Та растерянно оглянулась на Настю, накрыла ладошкой кулак Митро, успокаивающе зашептала:

– Это ничего, ничего, Дмитрий Трофимыч, право слово, совсем ничего… Ей не впервой, дело известное. Долго, правда, что-то, но это же у всех по-разному бывает. Вот у нас в таборе одна цыганка, наша невестка, двое суток почти…

Варька не договорила. Из горницы донесся страшный грудной крик. Задрожали кружки в буфете, взвизгнула, прижав пальцы к губам, Настя. Митро вскочил, опрокинув табуретку, и Варька мертвой хваткой вцепилась в него:

– Митро! Дмитрий Трофимыч! Нельзя туда, нельзя!!!

– Да что ж это!.. – Настя решительно шагнула к двери. Но та вдруг распахнулась, чуть не сбив ее с ног, и к рукомойнику быстро прошагала Колесиха.

– Что, что, что? – кинулись к ней.

Повитуха, не отвечая, яростно терла руки. Ее плоское безбровое лицо напоминало злую маску.

«Почему такая розовая?» – машинально подумал Илья, глядя на воду, сбегающую в таз. И вздрогнул от тихого вскрика Насти. Та с ужасом смотрела на Колесиху. Повитуха подняла водянистые глаза, молча погрозила кулаком. Настя тут же умолкла, но продолжала испуганно смотреть на покрасневшую от крови воду в тазу.

– Тише! – вдруг вскочила Варька. Все обернулись к ней. В наступившей тишине послышался низкий и сердитый писк.

– Ой, мамочки… – раздалось с полатей, и из-под цветастой занавески высунулась взъерошенная голова Кузьмы. – Дите…

– Вестимо, дите, – проскрипела Колесиха, вытирая руки. – А вы кого ждали, окаянные? Енарала в орденах?

– Слава богу… – пробормотала Настя. Ее руки, стягивающие на груди шаль, мелко дрожали.

Митро стоял, отвернувшись к стене. К нему подошла Варька. Взяв за руку, подвела к столу, заставила сесть.

– Посиди, Дмитрий Трофимыч… Туда пока нельзя.

Колесиха ушла обратно на половину роженицы. Писк ребенка вскоре умолк, но вместо него все громче становились взволнованные голоса женщин. Настя прислушивалась, прильнув к дверной щели, но было видно, что разобрать слов она не может. Илья почувствовал, как в сердце снова кольнула тревога. Как назло, из горницы больше никто не приходил. Слышались приглушенные голоса, мягкий топот ног, суета. Что-то вдруг со звоном разбилось, хлопнула дверь в сенях.
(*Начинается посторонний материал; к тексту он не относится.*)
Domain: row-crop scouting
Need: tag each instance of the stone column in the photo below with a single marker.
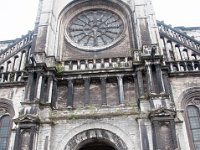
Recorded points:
(103, 90)
(50, 88)
(86, 90)
(120, 89)
(160, 79)
(151, 85)
(29, 86)
(38, 86)
(140, 83)
(70, 93)
(54, 96)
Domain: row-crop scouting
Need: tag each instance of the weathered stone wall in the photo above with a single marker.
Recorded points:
(179, 85)
(125, 127)
(193, 32)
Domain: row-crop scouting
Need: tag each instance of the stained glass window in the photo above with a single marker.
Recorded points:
(193, 116)
(95, 29)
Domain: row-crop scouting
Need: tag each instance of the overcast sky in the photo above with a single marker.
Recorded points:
(18, 16)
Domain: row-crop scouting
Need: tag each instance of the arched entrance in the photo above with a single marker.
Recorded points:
(97, 145)
(96, 139)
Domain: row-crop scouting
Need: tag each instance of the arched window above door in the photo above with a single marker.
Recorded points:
(194, 125)
(5, 126)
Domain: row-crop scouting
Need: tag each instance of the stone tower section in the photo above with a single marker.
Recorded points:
(95, 68)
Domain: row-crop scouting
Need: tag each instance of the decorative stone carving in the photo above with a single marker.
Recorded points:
(94, 30)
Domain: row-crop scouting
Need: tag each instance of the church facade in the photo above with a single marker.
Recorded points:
(100, 74)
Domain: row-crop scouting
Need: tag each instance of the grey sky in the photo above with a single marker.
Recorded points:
(18, 16)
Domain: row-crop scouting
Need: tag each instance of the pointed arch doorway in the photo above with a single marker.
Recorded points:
(96, 139)
(97, 145)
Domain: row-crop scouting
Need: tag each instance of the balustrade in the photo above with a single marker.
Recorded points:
(16, 46)
(178, 36)
(184, 66)
(6, 77)
(104, 63)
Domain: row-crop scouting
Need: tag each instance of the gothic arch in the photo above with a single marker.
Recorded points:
(190, 103)
(187, 95)
(77, 4)
(107, 133)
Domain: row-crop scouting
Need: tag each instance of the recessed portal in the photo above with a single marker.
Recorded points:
(97, 145)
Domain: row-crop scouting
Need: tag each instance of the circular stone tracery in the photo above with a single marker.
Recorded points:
(95, 29)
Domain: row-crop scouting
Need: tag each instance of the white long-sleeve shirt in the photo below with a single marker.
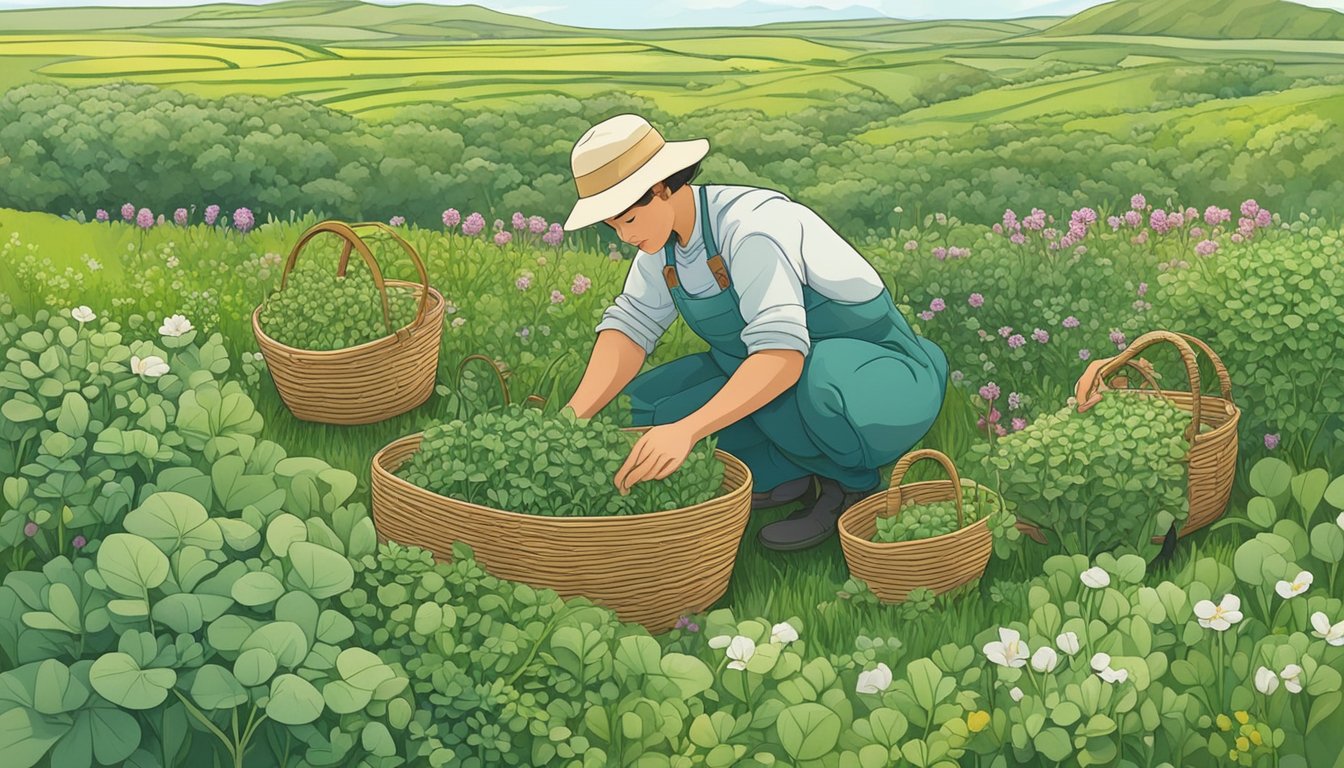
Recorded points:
(772, 246)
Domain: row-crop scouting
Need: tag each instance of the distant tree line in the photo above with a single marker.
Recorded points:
(67, 149)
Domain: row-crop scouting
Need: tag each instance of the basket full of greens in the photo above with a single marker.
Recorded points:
(532, 494)
(1126, 467)
(936, 534)
(350, 347)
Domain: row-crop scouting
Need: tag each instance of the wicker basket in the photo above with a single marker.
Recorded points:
(368, 382)
(1212, 455)
(649, 568)
(944, 562)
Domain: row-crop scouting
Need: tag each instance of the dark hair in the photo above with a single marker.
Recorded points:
(674, 183)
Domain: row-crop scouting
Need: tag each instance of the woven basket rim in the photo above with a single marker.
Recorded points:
(379, 472)
(422, 320)
(847, 521)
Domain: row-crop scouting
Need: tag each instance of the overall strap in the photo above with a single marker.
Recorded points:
(715, 261)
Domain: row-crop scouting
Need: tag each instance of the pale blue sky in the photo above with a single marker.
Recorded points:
(626, 14)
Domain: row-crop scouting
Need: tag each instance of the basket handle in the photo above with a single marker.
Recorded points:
(898, 476)
(352, 241)
(1089, 385)
(495, 369)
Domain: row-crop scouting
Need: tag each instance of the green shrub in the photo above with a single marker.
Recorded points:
(523, 460)
(1113, 475)
(320, 310)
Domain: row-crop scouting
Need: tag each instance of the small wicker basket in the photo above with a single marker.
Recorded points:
(1212, 455)
(649, 568)
(942, 562)
(367, 382)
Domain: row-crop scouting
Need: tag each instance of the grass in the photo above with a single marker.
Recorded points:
(765, 583)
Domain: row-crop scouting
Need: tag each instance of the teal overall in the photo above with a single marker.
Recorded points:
(870, 388)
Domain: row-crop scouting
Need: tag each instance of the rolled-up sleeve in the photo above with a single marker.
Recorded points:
(644, 310)
(769, 295)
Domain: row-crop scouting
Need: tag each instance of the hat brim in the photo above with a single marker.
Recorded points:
(674, 156)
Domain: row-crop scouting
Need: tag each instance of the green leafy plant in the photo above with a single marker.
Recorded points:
(320, 310)
(1112, 475)
(523, 460)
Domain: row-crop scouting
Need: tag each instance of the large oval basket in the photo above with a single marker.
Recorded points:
(894, 569)
(649, 568)
(367, 382)
(1212, 455)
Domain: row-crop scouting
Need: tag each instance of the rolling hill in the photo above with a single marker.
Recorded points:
(1211, 19)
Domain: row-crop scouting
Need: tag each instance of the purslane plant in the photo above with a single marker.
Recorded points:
(320, 310)
(522, 460)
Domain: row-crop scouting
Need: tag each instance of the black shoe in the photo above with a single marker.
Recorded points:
(812, 525)
(801, 490)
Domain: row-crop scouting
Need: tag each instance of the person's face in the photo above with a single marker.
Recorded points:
(648, 226)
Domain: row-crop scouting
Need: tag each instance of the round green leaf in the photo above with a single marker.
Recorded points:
(808, 731)
(257, 588)
(131, 564)
(293, 701)
(120, 679)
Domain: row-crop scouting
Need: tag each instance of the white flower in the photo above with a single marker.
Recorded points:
(153, 366)
(1292, 677)
(1266, 681)
(1008, 651)
(875, 681)
(1332, 634)
(1221, 616)
(175, 326)
(1296, 587)
(1044, 659)
(782, 632)
(1096, 577)
(741, 651)
(1067, 643)
(1114, 675)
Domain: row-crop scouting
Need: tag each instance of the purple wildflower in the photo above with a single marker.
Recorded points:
(243, 219)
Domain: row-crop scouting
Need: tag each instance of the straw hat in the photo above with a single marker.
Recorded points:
(620, 159)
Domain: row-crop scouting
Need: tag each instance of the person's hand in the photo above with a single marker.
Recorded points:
(656, 455)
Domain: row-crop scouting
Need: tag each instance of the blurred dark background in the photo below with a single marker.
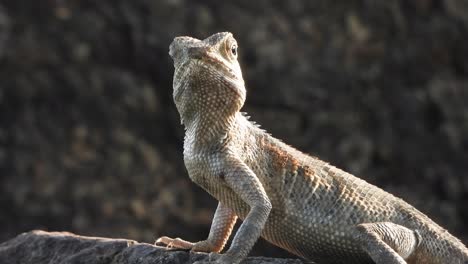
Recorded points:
(91, 142)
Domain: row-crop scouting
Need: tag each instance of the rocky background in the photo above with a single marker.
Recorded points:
(90, 141)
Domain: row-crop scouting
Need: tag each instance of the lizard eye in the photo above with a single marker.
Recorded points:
(234, 49)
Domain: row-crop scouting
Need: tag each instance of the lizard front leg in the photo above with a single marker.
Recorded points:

Выглянув в окно, Илья увидел, как по темнеющему двору, переваливаясь на коротких ногах, бежит Аграфена.

– Куда она? – спросили сзади. Оглянувшись, Илья увидел стоящего за своей спиной Митро. Илья беспомощно пожал плечами, уже точно зная: происходит что-то страшное.

Настя бросилась к двери, рванула ее на себя и исчезла в темных сенях. Никто не решился следовать за ней. Вскоре до цыган донеслись ее вопросы: «Что Ольга? Как она? Да скажите мне!» Затем вдруг голос Насти умолк.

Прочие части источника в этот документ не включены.